In the case of a manufacturing branch, the question is somewhat less clear. One approach would be to ask whether the income allocated to the remainder of the corporation is actually taxed at a rate that is less than 90 percent of, and at least 5 percentage points less than, the rate that would hypothetically apply to the income under the laws of the country where the manufacturing branch or similar establishment is located if the entire income of the corporation were considered derived from sources within the country doing business through a permanent establishment, if the income were received there and allocated to the PE, the corporation was created or organized under the laws of that country, and it was managed and controlled there. This approach tracks the sentence quoted above from the preamble to the regulations. The comparison would then be between the tax actually imposed by the Caribbean nation on the remainder of KC — zero — and the rate that would apply in the United States, where the manufacturing branch is located, if KC’s sales income were fully subject to taxation there.
On the other hand, since there is no sales activity in the Caribbean nation, it may not be consistent with the manufacturing branch rule to use the rate of tax in that jurisdiction as a reference point. Given that the actual rate of tax on KC is zero in both the United States and the Caribbean nation, and that both the United States and the Caribbean nation have a corporate income tax that applies a positive rate of tax to all types of income, the rate disparity test should be met by a comparison of the actual rate of taxation applied to KC in either country (zero) and the hypothetical rate in either country (positive). But since the branch rule focuses on a separation of the sales function from the manufacturing function, there may be a question whether the rule applies at all if, as in KC’s case, no such separation exists. That interpretation of section 954(d)(2) would convert the branch rule into a potent tax planning tool for avoiding subpart F. It is not obviously mandated by the statute or the pertinent regulations.

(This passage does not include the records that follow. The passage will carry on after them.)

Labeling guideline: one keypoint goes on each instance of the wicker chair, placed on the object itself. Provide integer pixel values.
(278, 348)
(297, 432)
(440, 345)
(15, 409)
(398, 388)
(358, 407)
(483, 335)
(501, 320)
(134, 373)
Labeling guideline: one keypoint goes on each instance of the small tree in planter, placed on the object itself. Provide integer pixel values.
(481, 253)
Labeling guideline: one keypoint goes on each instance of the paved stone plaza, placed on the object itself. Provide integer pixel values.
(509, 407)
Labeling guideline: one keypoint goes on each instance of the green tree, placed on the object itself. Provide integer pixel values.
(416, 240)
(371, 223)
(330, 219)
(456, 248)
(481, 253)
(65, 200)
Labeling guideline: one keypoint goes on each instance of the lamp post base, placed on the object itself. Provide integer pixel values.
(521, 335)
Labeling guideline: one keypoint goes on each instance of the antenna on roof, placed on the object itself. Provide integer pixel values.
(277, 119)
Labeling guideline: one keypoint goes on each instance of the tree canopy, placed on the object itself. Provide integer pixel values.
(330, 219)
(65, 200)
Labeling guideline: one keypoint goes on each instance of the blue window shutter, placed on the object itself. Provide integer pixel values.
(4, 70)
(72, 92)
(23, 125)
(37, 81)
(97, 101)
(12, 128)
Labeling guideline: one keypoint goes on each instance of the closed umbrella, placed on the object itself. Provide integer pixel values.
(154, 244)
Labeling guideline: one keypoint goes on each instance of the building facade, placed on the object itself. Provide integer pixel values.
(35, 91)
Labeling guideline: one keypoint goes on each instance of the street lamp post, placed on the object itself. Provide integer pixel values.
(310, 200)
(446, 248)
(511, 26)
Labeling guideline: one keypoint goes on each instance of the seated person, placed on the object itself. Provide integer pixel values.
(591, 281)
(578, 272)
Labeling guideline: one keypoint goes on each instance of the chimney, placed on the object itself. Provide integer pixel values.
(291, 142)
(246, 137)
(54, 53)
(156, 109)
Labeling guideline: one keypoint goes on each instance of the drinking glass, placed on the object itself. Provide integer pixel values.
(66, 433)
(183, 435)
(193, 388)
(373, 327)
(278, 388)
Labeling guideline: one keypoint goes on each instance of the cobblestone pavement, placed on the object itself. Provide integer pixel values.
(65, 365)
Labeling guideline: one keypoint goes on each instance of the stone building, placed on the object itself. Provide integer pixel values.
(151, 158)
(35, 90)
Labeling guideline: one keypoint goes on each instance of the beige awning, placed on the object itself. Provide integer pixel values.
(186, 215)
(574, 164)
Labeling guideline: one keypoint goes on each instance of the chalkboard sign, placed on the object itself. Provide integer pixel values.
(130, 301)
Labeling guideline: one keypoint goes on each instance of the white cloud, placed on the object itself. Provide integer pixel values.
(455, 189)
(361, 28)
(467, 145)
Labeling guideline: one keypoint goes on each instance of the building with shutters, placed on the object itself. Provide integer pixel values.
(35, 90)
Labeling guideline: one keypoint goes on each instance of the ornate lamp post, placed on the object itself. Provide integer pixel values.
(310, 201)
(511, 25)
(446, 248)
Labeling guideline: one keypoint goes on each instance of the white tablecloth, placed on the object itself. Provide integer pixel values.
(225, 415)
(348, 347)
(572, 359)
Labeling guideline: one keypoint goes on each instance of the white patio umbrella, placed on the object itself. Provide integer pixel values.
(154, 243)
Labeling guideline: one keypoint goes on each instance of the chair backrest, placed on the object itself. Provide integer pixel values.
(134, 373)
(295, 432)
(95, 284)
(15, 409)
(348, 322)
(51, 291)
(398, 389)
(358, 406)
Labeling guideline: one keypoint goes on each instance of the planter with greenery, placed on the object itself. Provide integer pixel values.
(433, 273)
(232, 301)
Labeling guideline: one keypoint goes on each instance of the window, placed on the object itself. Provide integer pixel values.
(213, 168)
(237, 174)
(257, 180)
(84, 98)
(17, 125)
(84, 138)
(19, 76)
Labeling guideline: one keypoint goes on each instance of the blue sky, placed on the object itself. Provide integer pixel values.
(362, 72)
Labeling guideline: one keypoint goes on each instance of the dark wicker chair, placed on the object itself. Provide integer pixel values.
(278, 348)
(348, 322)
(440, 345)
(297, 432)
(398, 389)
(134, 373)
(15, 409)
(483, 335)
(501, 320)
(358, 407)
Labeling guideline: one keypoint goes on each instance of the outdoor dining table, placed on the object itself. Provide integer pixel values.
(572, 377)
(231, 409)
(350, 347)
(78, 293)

In the case of KC, with actual manufacture undertaken by unrelated persons on a contract basis, and compensated on an arm’s-length basis, it would seem that profits are largely attributable to the sales function. That would potentially subject most of those profits to exposure as foreign base company sales income. However, there may be room for dispute regarding the proper amount to be allocated to the sales function, and therefore subject to inclusion in Kumquat’s income under subpart F.
Along with the effectively connected and subpart F analyses, Kumquat seems vulnerable to a substantial reallocation of income from KC under standard transfer pricing principles. It is true that valuable intangibles have been migrated to KC, but their economic utilization lies entirely in the hands of Kumquat personnel. At a minimum, there is the possibility of an allocation under section 482 for the valuable services rendered by Kumquat headquarters personnel.
In sum, there are a few U.S. tax issues presented by Kumquat’s circumstances.